The government's role should be making sure that additional students go to post-secondary education, not giving people a break who are already there. The government should be playing at the margins to increase the number of people, if they can go, who can afford to go to post-secondary education. It should not be giving that money to people who are already there, as this $500 million a year is money we will not have. Do members know who gets the economic benefit of going to post-secondary education? It is the student.

In fact, Alex Usher, who is a very well-known post-secondary education expert analyst, has tracked that students graduate with about the same amount of debt as they did in the early 2000s. That number has not gone up. It has been anywhere between $23,000 and just under $30,000 every year since the early 2000s.

This is not the United States. I know the government likes to import all of the U.S.'s problems here, but we do not have a student debt problem like they do in the United States. We can surely find better uses for this $500 million. Maybe we should give grants to low-income people who are not going to post-secondary education but who could afford it if they had more support. Instead, we are just going to give it to people who are already there for a problem that does not even exist. It is also expensive.

Dental care featured quite prominently in the House in a previous debate and also in the economic statement, so it is worth spending a couple of minutes on that now.

The government is going to spend almost $100 million in administrative costs to write cheques to people. It is going to use the same process that it used to give out the CERB, which relies on a self-attestation. Two results will occur: There will be fraud or there will be very little use of the program because people will be worried given what is happening now. They are getting calls from the CRA saying they need to give money back for the CERB.

The Auditor General is reviewing the process that the government used for the CERB and has not reported back her findings. I suspect that the government wanted to rush the dental care bill through this chamber before the Auditor General had a chance to tell us what she thought about the process for the CERB. Even the Parliamentary Budget Officer has serious concerns with the fraud that can happen.

I listened to a very good podcast called All-In. There is a guy on it, David Friedberg, whom I agree with maybe the least, who always says there is room for nuance in everything. He says that everything is not black and white, it is not elite or populist and it is not left or right. He is encouraging us to embrace nuance, but the government wants people to believe that if they are against the dental care plan, they are somehow against kids getting healthy smiles.
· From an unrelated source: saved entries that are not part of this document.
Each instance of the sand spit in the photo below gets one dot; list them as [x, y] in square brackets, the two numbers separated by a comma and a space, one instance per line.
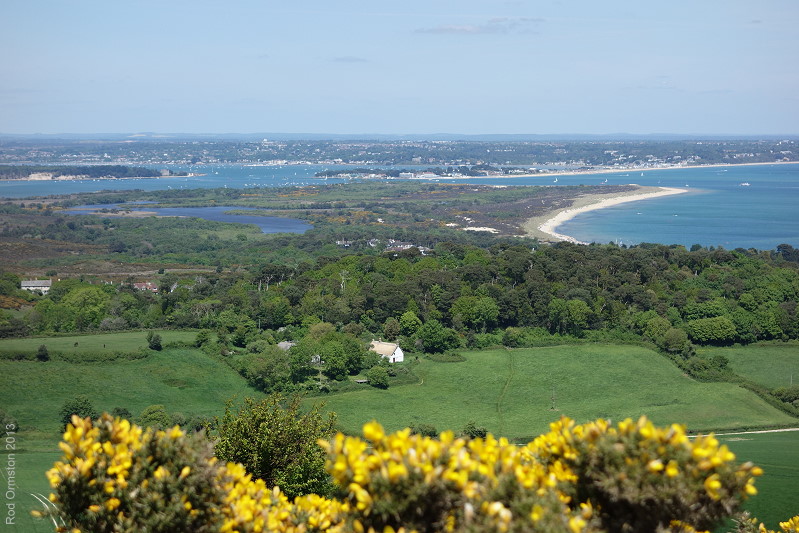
[545, 227]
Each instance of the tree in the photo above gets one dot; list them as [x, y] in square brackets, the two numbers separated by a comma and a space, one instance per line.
[154, 340]
[715, 330]
[378, 377]
[81, 406]
[436, 338]
[391, 328]
[203, 337]
[409, 323]
[277, 442]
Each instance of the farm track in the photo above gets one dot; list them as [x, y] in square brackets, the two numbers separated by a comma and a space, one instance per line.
[501, 398]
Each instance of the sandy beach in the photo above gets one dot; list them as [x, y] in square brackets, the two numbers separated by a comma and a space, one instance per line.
[545, 228]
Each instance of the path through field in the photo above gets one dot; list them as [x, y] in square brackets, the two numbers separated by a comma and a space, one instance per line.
[504, 390]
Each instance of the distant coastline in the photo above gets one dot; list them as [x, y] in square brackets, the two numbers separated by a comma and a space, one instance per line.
[110, 178]
[545, 227]
[607, 170]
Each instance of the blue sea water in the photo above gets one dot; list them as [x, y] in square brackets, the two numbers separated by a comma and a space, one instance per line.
[716, 211]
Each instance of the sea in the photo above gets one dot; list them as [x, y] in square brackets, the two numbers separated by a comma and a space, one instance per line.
[737, 206]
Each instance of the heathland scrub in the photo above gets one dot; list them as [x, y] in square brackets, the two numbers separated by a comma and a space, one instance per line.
[545, 227]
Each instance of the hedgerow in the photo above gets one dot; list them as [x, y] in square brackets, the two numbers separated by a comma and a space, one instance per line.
[576, 478]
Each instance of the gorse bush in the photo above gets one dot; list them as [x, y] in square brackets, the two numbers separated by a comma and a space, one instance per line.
[576, 478]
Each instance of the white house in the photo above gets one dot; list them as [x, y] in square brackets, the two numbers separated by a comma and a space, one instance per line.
[389, 350]
[35, 285]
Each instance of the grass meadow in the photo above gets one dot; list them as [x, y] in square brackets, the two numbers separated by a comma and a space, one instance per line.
[517, 393]
[769, 364]
[778, 455]
[183, 380]
[128, 341]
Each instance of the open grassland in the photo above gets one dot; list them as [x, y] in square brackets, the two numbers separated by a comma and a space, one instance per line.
[778, 455]
[128, 341]
[183, 380]
[769, 364]
[517, 393]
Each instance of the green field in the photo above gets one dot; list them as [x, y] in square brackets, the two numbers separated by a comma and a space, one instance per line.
[183, 380]
[769, 364]
[511, 393]
[128, 341]
[778, 455]
[515, 393]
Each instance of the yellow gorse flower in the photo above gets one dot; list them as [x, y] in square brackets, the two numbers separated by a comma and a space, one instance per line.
[463, 483]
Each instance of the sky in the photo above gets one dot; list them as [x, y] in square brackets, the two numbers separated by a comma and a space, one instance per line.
[400, 67]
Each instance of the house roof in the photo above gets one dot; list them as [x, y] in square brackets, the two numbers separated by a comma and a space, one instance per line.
[384, 348]
[36, 283]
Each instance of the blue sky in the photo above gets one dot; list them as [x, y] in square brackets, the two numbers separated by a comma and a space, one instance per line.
[416, 66]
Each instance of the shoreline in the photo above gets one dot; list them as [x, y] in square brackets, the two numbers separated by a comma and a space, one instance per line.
[605, 170]
[546, 226]
[106, 178]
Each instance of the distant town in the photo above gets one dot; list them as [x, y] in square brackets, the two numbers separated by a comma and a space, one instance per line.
[450, 156]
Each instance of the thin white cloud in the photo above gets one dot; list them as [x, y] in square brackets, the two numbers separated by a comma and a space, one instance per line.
[495, 26]
[350, 59]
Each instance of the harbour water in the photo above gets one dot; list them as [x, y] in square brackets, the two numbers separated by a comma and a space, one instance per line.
[751, 206]
[217, 213]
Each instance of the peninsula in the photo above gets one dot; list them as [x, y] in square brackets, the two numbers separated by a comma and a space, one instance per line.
[545, 227]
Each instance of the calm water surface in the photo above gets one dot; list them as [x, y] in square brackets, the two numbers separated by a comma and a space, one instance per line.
[718, 209]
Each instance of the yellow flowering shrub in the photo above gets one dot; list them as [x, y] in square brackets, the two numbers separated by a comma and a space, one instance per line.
[641, 475]
[114, 476]
[576, 478]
If the government was really interested in that, it would have taken the same $100 million, given it to the provinces to increase the provincial programs' eligibility criteria and used the exact same funding mechanism that already exists.

Thinking that people on this side of the House are not interested in healthy smiles is not what this is about. This is about process. This is about efficiency. We are going to spend $100 million in money we do not have to set up a cheque-writing scheme that is going to be used for a few years. It is incredible. This is all happening while service levels are going down and employee and staff costs are going up. Canadians do not have any more patience with this high-spend, high-tax Liberal government.

In closing, I would like to say that the government seems more interested in wealth redistribution schemes than it does in growing the economy. That is pretty clear. Every program is taxed more, put in a pot and then given away to Canadians at their choosing. The Liberals hold strings over the provincial governments, which is very paternalistic, and meddle in a bunch of provincial affairs, saying they have to spend money on this and have to spend money on that, instead of just getting out of the way, giving more money to the provinces and letting them do their jobs.